Tuesday, November 04, 2008 Malilong: Medical tourism By Frank Malilong The Other Side
BACK in the ‘80s when the US still had a consulate in Cebu, I interceded for a doctor friend who wanted to go to New York to join his ailing wife but couldn’t obtain a visa. “Why don’t you advise your friend to ask his wife to obtain medical care in your country,” the consul told me. “Your hospitals are just as good and your doctors as competent.”
I thought that he was joking or was simply not inclined to grant a visa (he eventually did, no thanks to my feeble attempt at friendly persuasion) and told him so. The consul smiled.
Many Filipinos continue to seek medical treatment in the US until now, the latest and most prominent being Mayor Tomas Osmeña. What we do not know is that a growing number of American patients are getting medical care elsewhere. The consul, who I can remember only by his first name (Frank), was right: the best medical care is not necessarily available in America only.
A recent report in the Los Angeles Times revealed that last year alone, about 750,000 American patients traveled abroad to get medical care. The number is estimated to rise to six million in 2010, the Times said, quoting the Deloitte Center for Health Services, a Washington-based research center which also predicted that15 years from now, the practice is going to be “pretty much routine.”
The prohibitive cost of health care in the US is the single biggest factor for this reversal. The Times story cited the case of Andy Dijak, a creative director of an entertainment company, who injured his right knee while playing tennis and was told that he had to spend between $12,000 to $15,000 to repair the torn cartilage. He went to a hospital in Monterrey, Mexico where he underwent exactly the same procedure for only $4,500 including air fare.
A heart bypass surgery, said the report, can cost more than $100,000 in the US but is available for less than $10,000 in India’s hospitals, “whose success rates rivals those found in the US and Europe.”
“The rising prosperity in many parts of the developing world is luring foreign-born, US-educated doctors to come home to practice in modern hospitals catering to increasingly affluent consumers,” according to the Times.

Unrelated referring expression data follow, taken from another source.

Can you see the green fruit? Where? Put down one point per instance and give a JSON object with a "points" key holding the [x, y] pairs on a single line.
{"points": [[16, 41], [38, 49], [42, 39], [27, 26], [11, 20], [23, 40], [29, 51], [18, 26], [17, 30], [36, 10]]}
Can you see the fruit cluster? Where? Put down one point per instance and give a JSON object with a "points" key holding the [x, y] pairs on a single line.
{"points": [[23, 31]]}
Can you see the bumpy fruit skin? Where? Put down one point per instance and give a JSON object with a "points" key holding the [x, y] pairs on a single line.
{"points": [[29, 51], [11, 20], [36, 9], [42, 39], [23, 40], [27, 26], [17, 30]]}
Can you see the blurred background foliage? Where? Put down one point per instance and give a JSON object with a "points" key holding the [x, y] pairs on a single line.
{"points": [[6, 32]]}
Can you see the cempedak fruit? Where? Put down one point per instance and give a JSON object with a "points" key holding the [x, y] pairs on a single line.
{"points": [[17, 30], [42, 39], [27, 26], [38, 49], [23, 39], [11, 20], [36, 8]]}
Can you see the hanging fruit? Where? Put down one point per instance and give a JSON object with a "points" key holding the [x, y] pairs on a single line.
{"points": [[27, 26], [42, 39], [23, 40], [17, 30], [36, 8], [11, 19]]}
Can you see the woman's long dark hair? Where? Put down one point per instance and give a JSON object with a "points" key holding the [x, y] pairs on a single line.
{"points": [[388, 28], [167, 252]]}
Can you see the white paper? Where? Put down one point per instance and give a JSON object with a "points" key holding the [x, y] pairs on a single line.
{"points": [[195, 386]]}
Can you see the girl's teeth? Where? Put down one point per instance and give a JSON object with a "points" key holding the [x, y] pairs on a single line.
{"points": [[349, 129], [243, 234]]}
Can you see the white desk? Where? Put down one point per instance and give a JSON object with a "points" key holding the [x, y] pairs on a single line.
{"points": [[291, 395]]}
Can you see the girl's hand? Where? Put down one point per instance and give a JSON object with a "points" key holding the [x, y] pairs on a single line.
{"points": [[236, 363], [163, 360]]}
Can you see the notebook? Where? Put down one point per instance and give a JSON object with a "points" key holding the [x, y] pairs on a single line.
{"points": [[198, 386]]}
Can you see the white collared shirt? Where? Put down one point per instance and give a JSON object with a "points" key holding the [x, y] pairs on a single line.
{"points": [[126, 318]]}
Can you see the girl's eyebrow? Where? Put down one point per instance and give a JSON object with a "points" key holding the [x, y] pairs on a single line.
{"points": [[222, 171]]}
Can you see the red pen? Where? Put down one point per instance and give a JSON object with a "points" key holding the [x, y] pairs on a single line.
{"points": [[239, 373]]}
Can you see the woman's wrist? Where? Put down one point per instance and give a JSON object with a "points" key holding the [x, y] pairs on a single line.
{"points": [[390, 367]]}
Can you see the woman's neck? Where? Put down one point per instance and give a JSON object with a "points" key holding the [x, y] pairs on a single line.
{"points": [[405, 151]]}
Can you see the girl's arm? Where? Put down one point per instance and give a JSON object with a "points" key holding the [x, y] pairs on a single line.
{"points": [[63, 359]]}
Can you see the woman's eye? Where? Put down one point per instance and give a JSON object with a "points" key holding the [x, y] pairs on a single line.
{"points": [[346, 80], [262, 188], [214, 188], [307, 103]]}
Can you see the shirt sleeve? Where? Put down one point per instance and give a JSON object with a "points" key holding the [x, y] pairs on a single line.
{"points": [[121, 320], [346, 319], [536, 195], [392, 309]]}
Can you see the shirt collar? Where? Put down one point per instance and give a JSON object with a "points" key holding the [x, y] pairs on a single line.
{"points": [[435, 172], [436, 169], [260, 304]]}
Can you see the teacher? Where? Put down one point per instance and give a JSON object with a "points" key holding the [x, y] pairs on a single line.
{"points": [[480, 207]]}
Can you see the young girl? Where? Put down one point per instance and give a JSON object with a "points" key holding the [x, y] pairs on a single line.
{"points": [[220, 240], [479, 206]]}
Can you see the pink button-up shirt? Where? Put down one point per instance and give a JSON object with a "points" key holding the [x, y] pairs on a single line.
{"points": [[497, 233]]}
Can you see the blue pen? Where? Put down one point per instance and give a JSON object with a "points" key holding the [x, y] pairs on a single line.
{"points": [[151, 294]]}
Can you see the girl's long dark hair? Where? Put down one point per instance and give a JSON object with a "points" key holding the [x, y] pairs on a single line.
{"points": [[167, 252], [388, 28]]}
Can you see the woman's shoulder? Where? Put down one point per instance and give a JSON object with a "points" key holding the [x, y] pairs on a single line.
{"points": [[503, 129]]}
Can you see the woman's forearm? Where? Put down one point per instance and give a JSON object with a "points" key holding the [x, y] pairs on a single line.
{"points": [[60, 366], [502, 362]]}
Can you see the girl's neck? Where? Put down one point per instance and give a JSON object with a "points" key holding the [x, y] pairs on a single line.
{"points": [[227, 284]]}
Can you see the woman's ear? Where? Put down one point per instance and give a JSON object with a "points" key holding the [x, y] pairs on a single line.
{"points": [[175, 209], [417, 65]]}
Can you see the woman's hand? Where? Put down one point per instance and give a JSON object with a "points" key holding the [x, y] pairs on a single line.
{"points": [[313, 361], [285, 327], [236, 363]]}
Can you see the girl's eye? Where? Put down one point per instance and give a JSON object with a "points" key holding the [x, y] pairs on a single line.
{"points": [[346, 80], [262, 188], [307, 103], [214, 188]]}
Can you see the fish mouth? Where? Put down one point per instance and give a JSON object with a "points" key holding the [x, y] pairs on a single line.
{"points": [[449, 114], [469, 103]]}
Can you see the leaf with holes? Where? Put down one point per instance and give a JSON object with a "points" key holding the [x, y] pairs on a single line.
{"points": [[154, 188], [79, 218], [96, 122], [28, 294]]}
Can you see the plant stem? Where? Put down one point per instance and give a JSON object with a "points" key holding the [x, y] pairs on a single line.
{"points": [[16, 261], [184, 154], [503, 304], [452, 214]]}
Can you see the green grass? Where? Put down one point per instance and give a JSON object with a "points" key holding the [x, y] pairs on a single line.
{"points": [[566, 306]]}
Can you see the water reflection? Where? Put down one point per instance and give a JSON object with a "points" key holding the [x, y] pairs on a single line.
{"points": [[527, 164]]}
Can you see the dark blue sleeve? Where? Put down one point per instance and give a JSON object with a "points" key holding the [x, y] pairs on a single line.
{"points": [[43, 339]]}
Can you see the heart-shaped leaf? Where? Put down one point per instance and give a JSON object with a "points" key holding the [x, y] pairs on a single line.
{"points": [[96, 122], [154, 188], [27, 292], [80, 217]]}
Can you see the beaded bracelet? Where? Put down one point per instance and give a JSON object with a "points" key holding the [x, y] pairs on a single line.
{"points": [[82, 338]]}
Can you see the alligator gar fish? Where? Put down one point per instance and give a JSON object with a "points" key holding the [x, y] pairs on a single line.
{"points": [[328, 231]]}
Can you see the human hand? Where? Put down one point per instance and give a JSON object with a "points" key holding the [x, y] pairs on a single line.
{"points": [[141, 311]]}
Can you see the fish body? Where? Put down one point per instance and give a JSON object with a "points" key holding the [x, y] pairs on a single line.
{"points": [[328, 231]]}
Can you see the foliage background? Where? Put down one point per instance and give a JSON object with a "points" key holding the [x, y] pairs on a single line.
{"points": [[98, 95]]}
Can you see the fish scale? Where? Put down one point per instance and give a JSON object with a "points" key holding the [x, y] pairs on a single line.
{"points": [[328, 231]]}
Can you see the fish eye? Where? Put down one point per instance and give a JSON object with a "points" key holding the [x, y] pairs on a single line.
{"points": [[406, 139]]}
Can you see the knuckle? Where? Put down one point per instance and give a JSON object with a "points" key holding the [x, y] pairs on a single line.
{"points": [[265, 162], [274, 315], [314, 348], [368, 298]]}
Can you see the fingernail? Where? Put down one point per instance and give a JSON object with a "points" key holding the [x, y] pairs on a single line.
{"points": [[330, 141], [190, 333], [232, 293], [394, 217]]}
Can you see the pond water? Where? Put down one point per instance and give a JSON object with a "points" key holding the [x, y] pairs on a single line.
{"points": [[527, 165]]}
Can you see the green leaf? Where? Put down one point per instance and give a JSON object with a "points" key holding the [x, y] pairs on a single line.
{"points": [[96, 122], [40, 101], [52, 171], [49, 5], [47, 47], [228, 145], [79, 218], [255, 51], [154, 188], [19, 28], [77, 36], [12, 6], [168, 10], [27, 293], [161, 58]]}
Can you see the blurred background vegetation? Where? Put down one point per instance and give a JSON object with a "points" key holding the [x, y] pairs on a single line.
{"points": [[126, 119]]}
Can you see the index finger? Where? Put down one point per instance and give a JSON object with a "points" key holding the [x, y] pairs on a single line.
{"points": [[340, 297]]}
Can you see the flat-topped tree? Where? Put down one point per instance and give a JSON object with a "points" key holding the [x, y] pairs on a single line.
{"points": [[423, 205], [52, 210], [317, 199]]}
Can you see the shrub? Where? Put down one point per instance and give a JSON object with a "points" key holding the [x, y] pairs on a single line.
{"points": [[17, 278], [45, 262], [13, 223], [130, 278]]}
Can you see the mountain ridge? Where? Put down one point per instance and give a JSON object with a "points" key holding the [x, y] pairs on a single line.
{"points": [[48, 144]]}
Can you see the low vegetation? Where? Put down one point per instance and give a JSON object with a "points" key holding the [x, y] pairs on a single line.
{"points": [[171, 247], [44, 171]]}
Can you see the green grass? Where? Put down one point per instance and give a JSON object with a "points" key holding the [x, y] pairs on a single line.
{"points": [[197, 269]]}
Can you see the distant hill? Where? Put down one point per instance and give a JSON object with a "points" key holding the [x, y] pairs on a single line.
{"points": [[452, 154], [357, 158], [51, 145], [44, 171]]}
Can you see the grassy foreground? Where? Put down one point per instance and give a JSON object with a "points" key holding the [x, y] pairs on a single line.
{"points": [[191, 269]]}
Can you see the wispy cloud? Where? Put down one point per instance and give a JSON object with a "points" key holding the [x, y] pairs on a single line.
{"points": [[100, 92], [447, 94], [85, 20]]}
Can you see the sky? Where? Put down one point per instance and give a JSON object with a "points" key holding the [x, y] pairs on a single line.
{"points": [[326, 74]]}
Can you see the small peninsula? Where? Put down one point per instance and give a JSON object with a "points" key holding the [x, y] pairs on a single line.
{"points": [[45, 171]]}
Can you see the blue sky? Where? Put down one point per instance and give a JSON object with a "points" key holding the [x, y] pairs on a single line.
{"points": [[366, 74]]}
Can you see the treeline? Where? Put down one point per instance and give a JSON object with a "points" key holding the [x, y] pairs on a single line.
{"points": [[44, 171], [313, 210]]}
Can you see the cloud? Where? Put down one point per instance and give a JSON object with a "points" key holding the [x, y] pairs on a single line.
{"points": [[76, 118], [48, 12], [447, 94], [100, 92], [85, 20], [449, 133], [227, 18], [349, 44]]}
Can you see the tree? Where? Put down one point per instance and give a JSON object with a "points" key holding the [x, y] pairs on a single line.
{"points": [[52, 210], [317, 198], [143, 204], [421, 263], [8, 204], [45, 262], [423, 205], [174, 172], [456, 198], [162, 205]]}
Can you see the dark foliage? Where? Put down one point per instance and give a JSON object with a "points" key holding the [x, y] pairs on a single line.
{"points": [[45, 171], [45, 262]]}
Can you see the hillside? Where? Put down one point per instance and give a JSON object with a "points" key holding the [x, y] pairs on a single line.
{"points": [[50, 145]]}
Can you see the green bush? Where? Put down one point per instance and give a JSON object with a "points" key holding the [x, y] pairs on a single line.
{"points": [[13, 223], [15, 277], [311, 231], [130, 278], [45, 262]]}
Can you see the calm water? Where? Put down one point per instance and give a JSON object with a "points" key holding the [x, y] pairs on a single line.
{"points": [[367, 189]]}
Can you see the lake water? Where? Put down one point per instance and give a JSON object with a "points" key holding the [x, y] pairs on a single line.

And they are not expensive, said the paper, because the cost of living is comparatively lower, malpractice insurance cheaper and litigation awards significantly smaller.
Some of the best doctors in America are Filipinos or so we claim. However, nowhere in the Times report is there any mention of the Philippines as destination for American patients. This is not a knock on the quality of our hospitals and the competence of our practitioners, I’m sure. Just wait for 15 more years. That’s how long our lag is.